Tal como as relações entre memória e história, também as relações entre passado e presente não devem levar à confusão e ao ceticismo. Sabemos agora que o passado depende parcialmente do presente. Toda a história é bem contemporânea, na medida em que o passado é apreendido no presente e responde, portanto, aos seus interesses, o que não é só inevitável como legítimo. Pois que a história é duração, o passado é ao mesmo tempo passado e presente. Compete ao historiador fazer um estudo "objetivo" do passado sob a sua dupla forma. Comprometido na história, não atingirá certamente a verdadeira "objetividade", mas nenhuma outra história é possível (Le Goff, 2003, p. 41-42).
Quando se fala de memória e história, percebemos que não existem entre os historiadores consenso entre as suas diferenças conceituai. No entanto, Leal e Pimentel (2003, p. 18) esclarecem que é importante “compreender a diferença entre ambas como tensão que ora as aproxima, ora as distancia, como território em que as fronteiras ora se diluem, ora se apresentam com nitidez”. No entanto, sabe-se que ao utilizarmos as memórias como fontes de entendimento, estamos as subordinando à história.
De acordo com Ferreira (2015, p. 24), quando se analisam os estudos sobre a História da Educação, percebe-se que situações e atos ocorridos no contexto escolar e as “formas institucionalizadas” são de extrema relevância. O que se evidencia, porém, é a omissão de histórias locais.
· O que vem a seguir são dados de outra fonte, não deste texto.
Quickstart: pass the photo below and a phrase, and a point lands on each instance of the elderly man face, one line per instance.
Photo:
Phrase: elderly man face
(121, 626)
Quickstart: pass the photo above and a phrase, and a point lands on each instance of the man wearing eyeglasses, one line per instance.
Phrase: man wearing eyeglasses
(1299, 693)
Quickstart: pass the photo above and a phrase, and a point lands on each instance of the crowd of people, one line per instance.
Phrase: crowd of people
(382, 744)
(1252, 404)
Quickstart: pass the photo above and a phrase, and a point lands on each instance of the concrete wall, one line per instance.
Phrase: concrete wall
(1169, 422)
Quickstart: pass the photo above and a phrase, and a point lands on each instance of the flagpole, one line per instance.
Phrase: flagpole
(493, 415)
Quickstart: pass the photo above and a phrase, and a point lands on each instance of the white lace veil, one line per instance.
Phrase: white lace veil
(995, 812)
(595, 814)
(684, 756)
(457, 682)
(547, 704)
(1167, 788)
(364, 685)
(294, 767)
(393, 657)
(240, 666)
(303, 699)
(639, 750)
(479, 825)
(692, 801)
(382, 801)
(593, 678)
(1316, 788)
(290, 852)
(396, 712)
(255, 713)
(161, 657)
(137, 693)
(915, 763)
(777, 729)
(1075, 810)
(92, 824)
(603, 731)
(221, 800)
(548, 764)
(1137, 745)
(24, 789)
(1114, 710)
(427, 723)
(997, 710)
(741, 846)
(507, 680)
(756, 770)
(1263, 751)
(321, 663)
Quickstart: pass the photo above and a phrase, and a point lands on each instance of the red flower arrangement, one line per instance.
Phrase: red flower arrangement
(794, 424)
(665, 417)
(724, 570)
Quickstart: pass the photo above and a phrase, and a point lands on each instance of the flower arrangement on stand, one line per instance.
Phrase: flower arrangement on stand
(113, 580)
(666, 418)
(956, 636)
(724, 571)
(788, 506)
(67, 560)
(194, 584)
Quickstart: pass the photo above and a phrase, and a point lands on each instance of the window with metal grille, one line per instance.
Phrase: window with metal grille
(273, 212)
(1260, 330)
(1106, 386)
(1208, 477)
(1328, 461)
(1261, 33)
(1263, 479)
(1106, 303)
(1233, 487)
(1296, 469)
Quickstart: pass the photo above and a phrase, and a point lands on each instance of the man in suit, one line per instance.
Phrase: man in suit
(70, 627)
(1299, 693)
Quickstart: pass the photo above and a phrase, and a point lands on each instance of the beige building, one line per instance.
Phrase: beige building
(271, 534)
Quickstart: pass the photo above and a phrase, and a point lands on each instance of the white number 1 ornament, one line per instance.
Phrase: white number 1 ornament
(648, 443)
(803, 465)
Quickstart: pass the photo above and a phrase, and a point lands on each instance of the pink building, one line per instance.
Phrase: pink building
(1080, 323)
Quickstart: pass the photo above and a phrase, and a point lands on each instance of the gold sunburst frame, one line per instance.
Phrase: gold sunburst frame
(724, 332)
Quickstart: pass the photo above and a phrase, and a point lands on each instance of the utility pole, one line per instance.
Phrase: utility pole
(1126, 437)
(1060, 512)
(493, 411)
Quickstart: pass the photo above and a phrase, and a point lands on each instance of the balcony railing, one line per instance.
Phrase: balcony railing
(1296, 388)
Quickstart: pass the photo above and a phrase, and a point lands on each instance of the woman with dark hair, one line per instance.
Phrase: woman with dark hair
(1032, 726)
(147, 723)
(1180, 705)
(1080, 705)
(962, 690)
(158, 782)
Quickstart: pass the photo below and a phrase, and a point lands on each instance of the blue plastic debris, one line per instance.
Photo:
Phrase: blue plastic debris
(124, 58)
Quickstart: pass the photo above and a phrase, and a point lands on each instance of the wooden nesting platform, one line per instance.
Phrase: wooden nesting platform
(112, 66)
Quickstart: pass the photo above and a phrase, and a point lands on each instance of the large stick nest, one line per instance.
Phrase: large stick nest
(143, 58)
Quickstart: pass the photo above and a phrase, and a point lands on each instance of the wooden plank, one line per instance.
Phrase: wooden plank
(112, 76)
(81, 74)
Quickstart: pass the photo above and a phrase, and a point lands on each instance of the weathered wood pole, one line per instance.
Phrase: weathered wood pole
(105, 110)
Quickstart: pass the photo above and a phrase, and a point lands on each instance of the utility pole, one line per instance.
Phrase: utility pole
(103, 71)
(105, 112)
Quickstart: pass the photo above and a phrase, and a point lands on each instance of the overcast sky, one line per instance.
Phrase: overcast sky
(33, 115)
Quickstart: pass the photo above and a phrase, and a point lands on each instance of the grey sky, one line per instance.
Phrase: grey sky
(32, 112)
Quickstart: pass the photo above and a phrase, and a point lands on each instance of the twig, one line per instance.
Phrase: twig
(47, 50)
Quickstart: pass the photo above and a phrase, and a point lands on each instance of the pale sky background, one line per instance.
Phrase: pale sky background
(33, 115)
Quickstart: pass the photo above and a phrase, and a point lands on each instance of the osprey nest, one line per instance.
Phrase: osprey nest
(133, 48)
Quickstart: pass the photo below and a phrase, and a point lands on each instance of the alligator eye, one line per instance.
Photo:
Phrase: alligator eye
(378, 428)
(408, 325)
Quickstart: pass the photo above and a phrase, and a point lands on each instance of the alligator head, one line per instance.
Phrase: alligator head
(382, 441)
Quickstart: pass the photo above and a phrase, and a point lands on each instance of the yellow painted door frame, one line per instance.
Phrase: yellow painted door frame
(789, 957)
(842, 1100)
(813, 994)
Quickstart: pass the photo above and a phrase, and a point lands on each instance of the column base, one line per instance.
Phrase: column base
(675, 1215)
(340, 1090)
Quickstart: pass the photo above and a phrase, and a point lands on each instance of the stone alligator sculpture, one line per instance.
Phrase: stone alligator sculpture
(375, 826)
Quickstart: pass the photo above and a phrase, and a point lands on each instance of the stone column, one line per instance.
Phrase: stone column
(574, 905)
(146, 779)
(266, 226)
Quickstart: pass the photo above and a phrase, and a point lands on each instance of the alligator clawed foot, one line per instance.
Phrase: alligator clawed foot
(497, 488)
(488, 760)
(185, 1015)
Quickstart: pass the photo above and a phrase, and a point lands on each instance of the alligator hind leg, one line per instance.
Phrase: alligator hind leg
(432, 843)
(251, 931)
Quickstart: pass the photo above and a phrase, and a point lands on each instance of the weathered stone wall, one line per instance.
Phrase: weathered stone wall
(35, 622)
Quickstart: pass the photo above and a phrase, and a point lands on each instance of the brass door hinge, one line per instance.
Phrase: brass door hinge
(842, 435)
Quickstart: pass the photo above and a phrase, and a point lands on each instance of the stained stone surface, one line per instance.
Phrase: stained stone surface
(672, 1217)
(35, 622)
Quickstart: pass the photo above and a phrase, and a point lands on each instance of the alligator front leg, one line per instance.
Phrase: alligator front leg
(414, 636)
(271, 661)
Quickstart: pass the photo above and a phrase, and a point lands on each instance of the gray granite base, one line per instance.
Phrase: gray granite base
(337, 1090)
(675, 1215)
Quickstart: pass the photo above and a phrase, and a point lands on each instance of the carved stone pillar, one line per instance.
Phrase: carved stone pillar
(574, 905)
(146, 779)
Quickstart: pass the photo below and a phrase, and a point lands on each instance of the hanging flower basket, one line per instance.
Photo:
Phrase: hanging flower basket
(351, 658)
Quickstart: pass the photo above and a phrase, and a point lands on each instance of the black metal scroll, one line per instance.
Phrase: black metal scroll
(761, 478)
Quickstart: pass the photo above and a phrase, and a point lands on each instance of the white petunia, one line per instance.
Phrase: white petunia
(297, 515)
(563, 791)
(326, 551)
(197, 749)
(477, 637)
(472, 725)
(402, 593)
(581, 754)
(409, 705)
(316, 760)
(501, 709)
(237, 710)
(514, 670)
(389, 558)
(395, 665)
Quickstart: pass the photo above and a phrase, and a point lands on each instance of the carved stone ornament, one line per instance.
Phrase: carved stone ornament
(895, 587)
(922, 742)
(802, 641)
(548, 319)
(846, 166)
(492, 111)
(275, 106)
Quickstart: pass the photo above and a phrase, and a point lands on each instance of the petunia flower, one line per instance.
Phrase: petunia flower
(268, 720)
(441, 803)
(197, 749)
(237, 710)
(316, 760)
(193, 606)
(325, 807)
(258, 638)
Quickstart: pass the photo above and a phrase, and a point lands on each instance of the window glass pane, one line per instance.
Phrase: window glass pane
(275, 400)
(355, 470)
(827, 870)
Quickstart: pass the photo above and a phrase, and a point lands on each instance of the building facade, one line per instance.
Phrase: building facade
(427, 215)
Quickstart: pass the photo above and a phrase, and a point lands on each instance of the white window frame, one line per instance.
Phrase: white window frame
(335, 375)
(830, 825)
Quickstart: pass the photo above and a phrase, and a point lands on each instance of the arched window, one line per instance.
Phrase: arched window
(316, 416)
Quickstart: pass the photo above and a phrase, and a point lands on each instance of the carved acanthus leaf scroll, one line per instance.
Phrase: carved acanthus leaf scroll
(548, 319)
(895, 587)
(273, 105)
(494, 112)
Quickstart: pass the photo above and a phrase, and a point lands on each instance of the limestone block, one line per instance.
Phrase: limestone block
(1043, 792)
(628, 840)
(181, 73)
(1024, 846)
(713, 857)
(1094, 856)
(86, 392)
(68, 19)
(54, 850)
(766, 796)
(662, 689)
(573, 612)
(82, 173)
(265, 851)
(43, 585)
Muitas histórias não são documentadas e isso provoca o silenciamento de inúmeros sujeitos. Assim, essa inobservância compromete estudos na área educacional, visto que os fatos ocorridos não recebem a devida importância.
Le Goff (2003) afirma que a memória é um mecanismo de poder, sendo um instrumento de controle. Com base nisso, fatos extremamente valiosos podem estar fadados ao esquecimento, demonstrando a manipulação da memória coletiva. É fundamental que as pessoas silenciadas tenham a chance de expor suas memórias.
História oral e história de vida: a inserção de relatos orais como fonte na pesquisa da História da Educação
Segundo Costa (2019), a história oral é composta por três categorias: tradição oral, história de vida e história temática. Ao logo desta seção, elas serão discutidas mais a fundo.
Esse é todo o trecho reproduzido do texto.